Le premier chapitre consacré à ce personnage hors du commun a mis sous la loupe la campagne «extraordinaire» menée par cet universitaire spécialiste de droit constitutionnel. Dépourvu de«machine électorale» proprement dite, Saïed, qui avait durant cinq ans «sillonné le pays de long en large à bord de sa citadine» nanti de son slogan «Achaâb yourid» (Le peuple veut), a réussi à rassembler autour de lui des groupes Facebook et des sympathisants, dont des centaines parmi ses étudiants. Il s’agit désormais d’une vraie machine électorale robuste et bien huilée qui finit par faire arriver cet apolitique au pouvoir, malgré la rude concurrence avec Nabil Karoui.

Portant sur les «Premiers jours à Carthage», le «Populisme à outrance», le «Mauvais casting», les «Divagations», les quatre chapitres qui suivent ont focalisé sur quelques dérapages du président, dont l’irrespect du protocole, de la Constitution et des us et coutumes en rapport avec le rôle de la magistrature suprême. Alors que pour les trois chapitres qui restent, à savoir «L’entourage malveillant», «Les fondamentaux malmenés» et «Encore quatre ans à tenir», l’auteur est revenu sur la «désastreuse communication présidentielle». Qualifié dans une chronique publiée dans ce livre et rédigée par l’islamologue et politologue Hamadi Redissi, d’imposteur, de mystificateur et de mystagogue, Kaïs Saïed a fait l’objet, dans cette dernière partie de l’ouvrage, d’une critique acerbe.

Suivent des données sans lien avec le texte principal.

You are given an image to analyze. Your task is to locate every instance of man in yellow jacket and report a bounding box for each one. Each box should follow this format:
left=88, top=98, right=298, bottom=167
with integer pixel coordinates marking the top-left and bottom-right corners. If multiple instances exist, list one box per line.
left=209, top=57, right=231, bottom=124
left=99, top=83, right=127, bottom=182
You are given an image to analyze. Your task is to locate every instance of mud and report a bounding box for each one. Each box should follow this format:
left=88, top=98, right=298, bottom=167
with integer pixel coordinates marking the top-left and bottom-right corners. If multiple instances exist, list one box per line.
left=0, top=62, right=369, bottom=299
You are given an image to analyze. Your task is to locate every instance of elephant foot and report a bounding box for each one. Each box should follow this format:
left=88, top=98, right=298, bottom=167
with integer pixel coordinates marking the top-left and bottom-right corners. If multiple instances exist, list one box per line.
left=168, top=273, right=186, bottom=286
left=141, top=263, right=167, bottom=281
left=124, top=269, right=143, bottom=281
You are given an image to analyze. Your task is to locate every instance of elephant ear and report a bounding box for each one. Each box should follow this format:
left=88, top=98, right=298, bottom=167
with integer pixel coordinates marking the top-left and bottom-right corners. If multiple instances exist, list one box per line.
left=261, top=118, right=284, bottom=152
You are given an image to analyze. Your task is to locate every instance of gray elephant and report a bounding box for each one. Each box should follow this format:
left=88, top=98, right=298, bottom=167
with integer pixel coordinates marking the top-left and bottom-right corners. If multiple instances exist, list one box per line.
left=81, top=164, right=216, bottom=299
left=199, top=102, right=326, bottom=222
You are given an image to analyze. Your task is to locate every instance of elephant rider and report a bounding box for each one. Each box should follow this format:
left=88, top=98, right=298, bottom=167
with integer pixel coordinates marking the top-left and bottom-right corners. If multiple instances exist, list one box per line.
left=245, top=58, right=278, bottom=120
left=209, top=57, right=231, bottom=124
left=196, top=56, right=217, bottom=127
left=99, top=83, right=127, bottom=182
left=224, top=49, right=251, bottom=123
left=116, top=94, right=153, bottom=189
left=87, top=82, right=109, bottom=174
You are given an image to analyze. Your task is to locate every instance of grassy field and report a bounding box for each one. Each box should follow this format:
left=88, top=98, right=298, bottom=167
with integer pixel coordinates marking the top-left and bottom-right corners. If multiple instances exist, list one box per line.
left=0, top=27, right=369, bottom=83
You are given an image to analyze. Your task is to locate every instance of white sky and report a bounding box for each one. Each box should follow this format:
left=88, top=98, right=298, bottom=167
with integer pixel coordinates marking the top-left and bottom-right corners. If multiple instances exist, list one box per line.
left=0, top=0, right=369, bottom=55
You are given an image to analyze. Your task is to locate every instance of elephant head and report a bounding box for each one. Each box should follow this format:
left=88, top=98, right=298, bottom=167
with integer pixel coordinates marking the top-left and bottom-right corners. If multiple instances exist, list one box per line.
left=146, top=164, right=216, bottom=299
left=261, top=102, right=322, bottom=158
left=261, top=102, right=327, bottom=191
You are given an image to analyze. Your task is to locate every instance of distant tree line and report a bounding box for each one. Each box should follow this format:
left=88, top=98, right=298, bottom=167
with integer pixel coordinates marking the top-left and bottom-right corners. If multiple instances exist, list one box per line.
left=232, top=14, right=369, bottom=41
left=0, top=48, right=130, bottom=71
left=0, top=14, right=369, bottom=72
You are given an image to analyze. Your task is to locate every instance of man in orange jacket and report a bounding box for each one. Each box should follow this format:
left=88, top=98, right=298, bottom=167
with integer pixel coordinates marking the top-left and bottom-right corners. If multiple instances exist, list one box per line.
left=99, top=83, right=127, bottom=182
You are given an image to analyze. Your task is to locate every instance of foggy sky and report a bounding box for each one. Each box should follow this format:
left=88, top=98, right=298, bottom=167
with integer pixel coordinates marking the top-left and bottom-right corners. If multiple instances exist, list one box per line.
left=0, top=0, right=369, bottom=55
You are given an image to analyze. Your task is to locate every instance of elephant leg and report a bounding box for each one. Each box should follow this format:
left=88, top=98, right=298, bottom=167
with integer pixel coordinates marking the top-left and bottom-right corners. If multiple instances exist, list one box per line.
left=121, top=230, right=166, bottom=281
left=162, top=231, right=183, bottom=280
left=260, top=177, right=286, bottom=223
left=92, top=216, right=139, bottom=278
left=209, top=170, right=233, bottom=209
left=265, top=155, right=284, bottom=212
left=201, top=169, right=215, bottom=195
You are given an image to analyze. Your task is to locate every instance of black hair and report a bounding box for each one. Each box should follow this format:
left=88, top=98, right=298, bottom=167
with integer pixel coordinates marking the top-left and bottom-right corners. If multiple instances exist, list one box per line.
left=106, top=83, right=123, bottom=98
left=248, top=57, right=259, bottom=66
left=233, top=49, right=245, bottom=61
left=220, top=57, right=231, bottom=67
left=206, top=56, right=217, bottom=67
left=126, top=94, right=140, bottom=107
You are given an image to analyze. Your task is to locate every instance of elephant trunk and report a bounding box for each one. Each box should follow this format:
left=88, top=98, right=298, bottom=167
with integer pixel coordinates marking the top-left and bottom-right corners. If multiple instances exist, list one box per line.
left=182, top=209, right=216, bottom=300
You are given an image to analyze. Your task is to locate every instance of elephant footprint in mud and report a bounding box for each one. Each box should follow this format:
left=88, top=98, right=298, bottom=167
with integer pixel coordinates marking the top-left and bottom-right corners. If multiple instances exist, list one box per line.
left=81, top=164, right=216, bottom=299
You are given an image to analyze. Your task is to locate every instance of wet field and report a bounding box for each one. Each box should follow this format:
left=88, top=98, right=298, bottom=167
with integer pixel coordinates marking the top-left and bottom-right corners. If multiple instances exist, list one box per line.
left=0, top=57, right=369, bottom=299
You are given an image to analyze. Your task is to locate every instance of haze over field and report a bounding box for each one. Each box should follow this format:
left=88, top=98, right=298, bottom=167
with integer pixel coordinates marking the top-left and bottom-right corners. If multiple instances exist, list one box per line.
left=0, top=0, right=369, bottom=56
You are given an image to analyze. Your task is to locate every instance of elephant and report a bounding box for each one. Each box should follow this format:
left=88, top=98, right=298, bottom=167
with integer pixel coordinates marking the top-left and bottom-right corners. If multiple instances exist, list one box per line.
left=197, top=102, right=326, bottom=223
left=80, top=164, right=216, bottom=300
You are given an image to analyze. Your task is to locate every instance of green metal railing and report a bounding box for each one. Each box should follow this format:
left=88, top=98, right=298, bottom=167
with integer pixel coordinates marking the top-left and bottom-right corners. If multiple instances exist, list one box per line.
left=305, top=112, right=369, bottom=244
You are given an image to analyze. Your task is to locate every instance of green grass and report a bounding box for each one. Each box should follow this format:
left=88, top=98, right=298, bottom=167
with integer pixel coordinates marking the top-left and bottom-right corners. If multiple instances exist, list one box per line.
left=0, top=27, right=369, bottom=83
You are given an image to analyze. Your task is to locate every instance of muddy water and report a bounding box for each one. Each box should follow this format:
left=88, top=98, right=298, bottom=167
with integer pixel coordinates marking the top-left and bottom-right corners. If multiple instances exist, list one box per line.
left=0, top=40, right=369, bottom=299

D’ailleurs, l’auteur, en s’arrêtant sur quelques décisions ou mesures prises par le chef de l’Etat, n’a cessé de porter la critique à son paroxysme.

 

«Tels gouvernés, tels gouvernants»

Préfacé par Chokri Mabkhout, ancien recteur de l’Université de la Manouba, le livre de Nizar  Bahloul analysant la première année d’exercice du président de la République, “n’est ni offensif ni encenseur, il est factuel dans sa majorité”, peut-on lire dans l’Avant-propos.

En se référant à un ancien adage arabe comme titre de la préface, «Tels gouvernés, tels gouvernants» (on a les gouvernants qu’on mérite), Mabkhout, l’auteur de plusieurs ouvrages dont notamment « L’Histoire du takfirisme en Tunisie des enfants de Bourguiba », a ajouté son grain de sel en donnant «son point de vue sur celui qui continue à dérouter les Tunisiens, toutes catégories confondues».

Pour l’écrivain Chokri Mabkhout qui a, à notre sens, excellé en offrant une lecture approfondie et distincte de la personnalité du président de la République actuel, «derrière cette figure (populiste et atypique), se tient un autre Kaïs Saïed sérieux et intraitable». Des qualités comme «le juriste incorruptible et intègre qui entend respecter la Constitution et l’Etat de droit et accomplir la volonté du peuple et le statut du pays», ont permis, selon Mabkhout, de maintenir et de renforcer la popularité de ce président « hors et anti-système ».

Sommes-nous face à une personnalité à double image ? Oui, affirme Mabkhout. «D’un côté, l’image d’un personnage plus proche d’un bouffon dans une cérémonie ou rituel bien ordonné (…), et de l’autre, celle de l’homme intègre qui tient à redresser la situation périlleuse traversée par le pays».

Pour Mabkhout, qui le qualifie d’ «homme de la situation»,Kaïs Saïed«est le produit d’une déception encore plus grande, la nôtre face à une transition démocratique avortée». Mais Kaïs Saïed sera-t-il en mesure d’assumer pleinement, les quatre années à venir, à savoir son rôle de président rassembleur et fédérateur, «en se plaçant au-dessus des dissensions pour fabriquer l’espoir au bord du gouffre et se pencher sur les raisons de l’obstruction de l’horizon démocratique» ? Chokri Mabkhout ne cache pas son scepticisme dans ce sens.

«Kaïs 1er, Président d’un bateau ivre» de Nizar Bahloul qui vient enrichir la bibliothèque nationale, se veut également un document historique qui mémorise une page de l’histoire de la Tunisie post-Révolution. Une Tunisie qui passe sous le règne de Kaïs Saïed et des islamistes par les moments les plus délicats.